Meta-Adaptive Prompt Distillation for Few-Shot Visual Question Answering (2506.06905v2)

Published 7 Jun 2025 in cs.AI, cs.CL, cs.CV, and cs.LG

Abstract: Large Multimodal Models (LMMs) often rely on in-context learning (ICL) to perform new tasks with minimal supervision. However, ICL performance, especially in smaller LMMs, is inconsistent and does not always improve monotonically with increasing examples. We hypothesize that this occurs due to the LMM being overwhelmed by additional information present in the image embeddings, which is not required for the downstream task. To address this, we propose a meta-learning approach that provides an alternative for inducing few-shot capabilities in LMMs, using a fixed set of soft prompts that are distilled from task-relevant image features and can be adapted at test time using a few examples. To facilitate this distillation, we introduce an attention-mapper module that can be easily integrated with the popular LLaVA v1.5 architecture and is jointly learned with soft prompts, enabling task adaptation in LMMs under low-data regimes with just a few gradient steps. Evaluation on the VL-ICL Bench shows that our method consistently outperforms ICL and related prompt-tuning approaches, even under image perturbations, improving task induction and reasoning across visual question answering tasks.

Summary

The paper introduces a meta-adaptive prompt distillation (MAPD) strategy that leverages meta-learning to optimize task-specific image features for few-shot visual question answering.
It employs an attention-mapper module within the LLaVA v1.5 architecture and first-order MAML, consistently outperforming traditional in-context learning on VL-ICL benchmarks.
MAPD achieves robust performance improvement and computational efficiency with only 24 million trainable parameters, offering a scalable solution for resource-constrained multimodal models.

Meta-Adaptive Prompt Distillation for Few-Shot Visual Question Answering

The paper by Gupta et al., titled "Meta-Adaptive Prompt Distillation for Few-Shot Visual Question Answering," presents a novel approach for enhancing the adaptability of Large Multimodal Models (LMMs) in few-shot learning settings. This is particularly pertinent in visual question answering (VQA) tasks where models are challenged to maintain performance with minimal training data.

Key Contributions and Methodology

The authors identify a critical limitation of in-context learning (ICL) in LMMs, noting that smaller models (<7 billion parameters) often falter as more examples are added, leading to performance degradation. They attribute this to the models being overwhelmed by excessive image embeddings from long sequences. To address this, the paper proposes a meta-learning strategy involving the distillation of soft prompts from task-relevant image features.

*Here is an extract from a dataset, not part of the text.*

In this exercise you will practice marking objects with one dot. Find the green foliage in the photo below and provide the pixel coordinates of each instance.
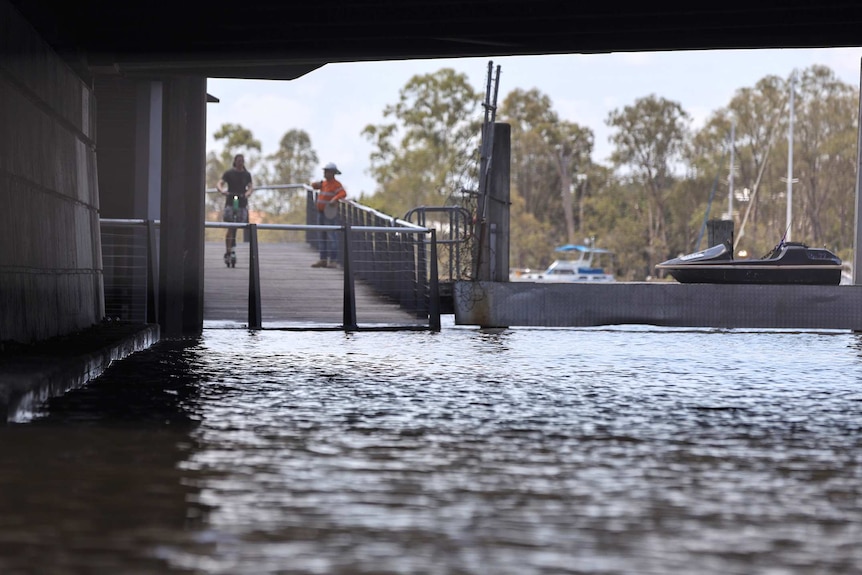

The key innovation lies in the development of a meta-adaptive prompt distillation (MAPD) technique, which leverages an attention-mapper module integrated with the LLaVA v1.5 architecture. The authors employ the first-order version of Model-Agnostic Meta-Learning (MAML) to train this mechanism, aiming to enable models to adapt promptly with few-shot examples at test time.

Evaluation and Results

Gupta et al. evaluate their MAPD technique on the VL-ICL benchmark, which includes tasks such as the Fast Open-Ended MiniImageNet and CLEVR Count Induction. Their approach outperforms traditional ICL methods and other prompt-tuning baselines consistently. Most notably, in the highly volatile environment of few-shot learning, MAPD shows monotonic improvement with increasing shot numbers, underscoring its robustness and scalability.

The paper also highlights the resilience of the proposed method against image perturbations. This is particularly evident in complex VQA scenarios where the model must navigate noisy or ambiguous visual data while retaining accuracy.

Theoretical and Practical Implications

Theoretically, this research underscores the potential of meta-learning frameworks to enhance the cross-task generalization capabilities of LMMs in low-data regimes. By focusing on task-specific embedding optimization rather than sole reliance on model expansion or excessive data, the study offers a paradigmatic shift in how few-shot learning challenges might be addressed.

Practically, the MAPD framework provides a scalable and computationally efficient alternative to traditional finetuning methods, achieving remarkable results with approximately 24 million trainable parameters. This efficiency presents a viable solution for deploying adaptable LMMs in real-world applications, where resource constraints are a critical consideration.

Future Directions

While the study effectively demonstrates the power of MAPD in single-image tasks, extending this approach to multi-image scenarios presents an intriguing avenue for future research. Additionally, exploring the integration of more complex reasoning capabilities into the meta-learning setup could further enhance the adaptability of LMMs, pushing the boundaries of what is feasible in few-shot VQA tasks.

In conclusion, Gupta et al. contribute a significant advancement to the domain of few-shot learning in LMMs through their meta-adaptive prompt distillation approach. This work not only improves the understanding of how multimodal information can be distilled effectively but also sets a foundation for further innovations in this rapidly evolving field.